SEJARAH
PENGANTAR
Desa Logandu Kecamatan Karanggayam adalah
sebuah desa di pinggiran utara kota Kebumen yang warga masyarakat memiliki
cirikhasyang berbeda dengan warga desa yang lainnya. Diantaranya adalah budaya
“sambatan” (gotongroyong) saat membangun rumah, menggarap sawah dan ladang,
kerja bakti lingkungan masih sangat kental. Budaya “endhong-endhongan” jagongan
bersama sambil bicara tentang ilmu pertanian, cerita tentang trah para leluhur
dan sosial kemasyarakatan masih membudaya dilakukan dengan tanpa beban dan
mengakar kuat di masyarakat.
Dalam hal ritual keagamaan seperti peringatan
hari besar Islam dan ritual “adat kejawen” seperti ruwat bumi setiap hari Rabu
Kliwon bulan syura, “baritan” (tayuban) setelah panen padi, kenduren wetonan
(hari lahir) setiap bulan syura, “gebasan” (bersih makam) setiap 4 (empat bulan
sekali) yang dilanjutkan dengan kenduren bersama di Balai Desa, ziarah ke makam
leluhur setiap mempunyai hajat dan keperluan dengan membakar kemenyan, dan
masih banyak lagi yang lainnya masih sangat kuat dan melekat secara turun
temurun.
Namun seiring dengan perkembangan jaman yang melaju
dengancepat, arus teknologi dan komunikasi melesat deras masuk ke semua penjuru
dunia tanpa melihat kota dan desa. Pertukaran budaya, adat istiadat dan gaya
hidup merasuk ke semua lapisan masyarakat tanpa bisa dibendungnya. Tanpa sadar
dan disadari sangat berperan dalam pergeseran norma dan budaya bangsa. Belum
lagi dari sisi religius (pengaruh keagamaan) ikut mewarnai sendi kehidupan.
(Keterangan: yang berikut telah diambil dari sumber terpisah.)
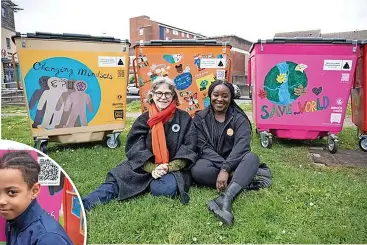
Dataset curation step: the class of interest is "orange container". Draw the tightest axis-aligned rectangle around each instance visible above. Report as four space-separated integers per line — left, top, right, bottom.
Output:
62 178 85 245
133 40 232 116
351 40 367 151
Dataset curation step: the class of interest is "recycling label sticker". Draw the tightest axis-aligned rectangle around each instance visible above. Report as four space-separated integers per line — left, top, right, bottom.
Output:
200 58 227 68
323 59 352 71
98 56 125 67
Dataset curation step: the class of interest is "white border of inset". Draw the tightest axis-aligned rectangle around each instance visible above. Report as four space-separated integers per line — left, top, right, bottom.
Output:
0 139 88 245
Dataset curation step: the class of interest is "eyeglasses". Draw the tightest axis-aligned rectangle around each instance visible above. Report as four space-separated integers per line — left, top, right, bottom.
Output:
154 91 173 99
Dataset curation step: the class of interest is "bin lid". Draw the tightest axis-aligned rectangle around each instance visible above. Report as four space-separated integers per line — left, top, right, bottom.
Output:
249 37 357 53
361 40 367 45
12 32 130 45
134 39 231 48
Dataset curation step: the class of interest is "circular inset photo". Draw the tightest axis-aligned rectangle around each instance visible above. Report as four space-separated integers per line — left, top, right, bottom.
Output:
0 140 87 245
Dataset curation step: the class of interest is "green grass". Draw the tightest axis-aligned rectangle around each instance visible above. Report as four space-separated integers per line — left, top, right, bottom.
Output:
0 98 353 116
1 115 367 244
239 103 252 112
346 101 352 116
126 100 142 112
1 104 27 114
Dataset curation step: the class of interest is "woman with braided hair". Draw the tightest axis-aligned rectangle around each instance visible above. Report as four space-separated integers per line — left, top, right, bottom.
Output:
191 80 272 226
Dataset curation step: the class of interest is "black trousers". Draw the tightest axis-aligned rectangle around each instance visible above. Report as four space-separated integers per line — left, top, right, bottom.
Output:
191 152 260 188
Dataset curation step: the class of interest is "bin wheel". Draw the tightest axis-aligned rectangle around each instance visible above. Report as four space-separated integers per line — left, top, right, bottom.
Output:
359 137 367 152
40 142 48 155
327 138 338 154
105 135 121 149
260 136 272 149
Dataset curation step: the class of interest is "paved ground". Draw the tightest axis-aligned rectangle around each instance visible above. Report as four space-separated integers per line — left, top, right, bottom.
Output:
1 111 356 127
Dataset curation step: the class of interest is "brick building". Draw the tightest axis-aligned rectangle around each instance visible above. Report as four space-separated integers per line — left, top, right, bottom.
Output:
204 35 252 88
129 15 206 47
1 0 22 88
129 16 253 95
129 15 206 76
274 29 367 40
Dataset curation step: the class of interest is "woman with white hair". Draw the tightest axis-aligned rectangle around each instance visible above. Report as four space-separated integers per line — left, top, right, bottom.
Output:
82 77 197 211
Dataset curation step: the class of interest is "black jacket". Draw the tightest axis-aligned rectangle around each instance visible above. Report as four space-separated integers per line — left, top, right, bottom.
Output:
193 105 252 173
106 109 197 204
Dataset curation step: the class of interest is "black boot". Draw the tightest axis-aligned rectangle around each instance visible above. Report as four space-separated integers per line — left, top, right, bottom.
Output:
208 182 243 226
247 164 272 190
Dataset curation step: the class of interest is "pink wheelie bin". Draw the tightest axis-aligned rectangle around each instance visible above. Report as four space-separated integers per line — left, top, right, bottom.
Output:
249 38 359 153
351 40 367 152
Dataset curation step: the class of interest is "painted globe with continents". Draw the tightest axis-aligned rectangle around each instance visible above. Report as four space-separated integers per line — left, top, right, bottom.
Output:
264 61 308 105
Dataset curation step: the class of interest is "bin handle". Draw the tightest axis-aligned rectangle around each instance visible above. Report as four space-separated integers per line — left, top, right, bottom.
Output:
12 53 22 90
248 55 254 87
66 190 78 196
227 58 232 82
352 55 363 89
132 57 139 88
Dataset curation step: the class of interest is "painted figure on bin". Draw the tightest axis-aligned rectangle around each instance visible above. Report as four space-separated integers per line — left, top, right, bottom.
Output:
29 76 50 128
0 151 74 245
64 80 93 127
55 80 81 129
37 77 67 129
82 77 197 211
194 55 205 71
191 81 272 226
48 78 69 129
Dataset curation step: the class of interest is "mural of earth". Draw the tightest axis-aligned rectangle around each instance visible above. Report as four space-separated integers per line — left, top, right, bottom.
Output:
264 61 308 105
Kondisi kemampuan, wawasan dan keilmuan warga
masyarakat yang cenderung berlatar belakang pendidikan dan wawasan yang kurang
bahkan sangat kurang, maka tidak mampu memfilter (memilah dan memilih) mana
yang berpengaruh positif dan mana yang berdampak negatif. Dari sisi pengaruh
agamapun demikian, tidak mampu memilih mana yang benar-benar sesuai dengan
syareat Islam mana yang justru merusak sendi-sendi ke-Islam-an dan merongrong
sendi-sendi kerukunan berbudaya, bermasyarakat, berbangsa dan bernegara.
Semuanya masuk ikut mewarnai bahkan mempengaruhi tata nilai, norma, kearifan
lokal dan budaya yang sudah melekat di masyarakat. Dampaknya adalah budaya
gotong royong mulai luntur, budaya endhong-endhongan mulai jarang terdengar dan
pelaksanaan ritual keagamaan dan ritual adat budaya jawa-pun hanya seremonial yang
hanya terlaksana tanpa makna.
Apa dan mengapa “JAGONGAN NGUPET”
Selain kondisi yang sebagaimana disebutkan
diatas, maraknya issu penyebaran agama Islam yang cenderung mengarah pada
kerenggangan sosial, dan bertentangan dengan faham “ahlus sunah wal jama’ah
annahdliyah” (NU) seperti faham yang mengatakan bahwa kenduren, ziarah kubur
(ngupet), sidekah/kenduren selamatan orang yang meninggal, kenduren weton
haram, semakin menimbulkan kecemasan dan kekhawatiran dari sejumlah tokoh di
Desa Logandu, sebab akan berdampak pada permasalahan sosial dan in-toleransi. sampai
akhirnya berkumpulah 3 tokoh desa yang terdiri dari:
1. Mbah
Sumarjo (Tokoh/sesepuh desa dan mantan Kepala Desa Logandu era Tahun 1965);
2. Mbah
Kuswari (Tokoh adat dan budaya sekaligus Kaum Desa) dan;
3. Mardiadi
(Kiai Muda dan pemerhati adat dan budaya sekaligus pencetus lahirnya Gendhing
Tanpa Aran / GTA)
Selama 3 (tiga) malam mereka berdiskusi apa
yang harus dilakukan untuk menjaga dan mengembalikan nilai-nilai keagamaan dan
kelestarian adat dan budaya yanga ada di Desa Logandu. Dari diskusi mereka
bertiga muncul beberapa gagasan, diantaranya:
1. Pentinganya
mengetahui/membongkar tentang sejarah Desa Logandu. Dengan memahami sejarah
diharapkan akan menggugah semangat untuk mewarisi apa yang telah diwariskan
oleh para leluhurnya;
2. Pentingnya
menggali pesan yang tersimpan/nasehat mulia dari para leluhur melalui ritual
adat dan tradisi.
3. Pentingnya
media “belajar merdeka” bagi warga masyarakat yang menyatukan antara tokoh
agama, adat dan budaya agar tercipta keharmonisan dalam masyarakat.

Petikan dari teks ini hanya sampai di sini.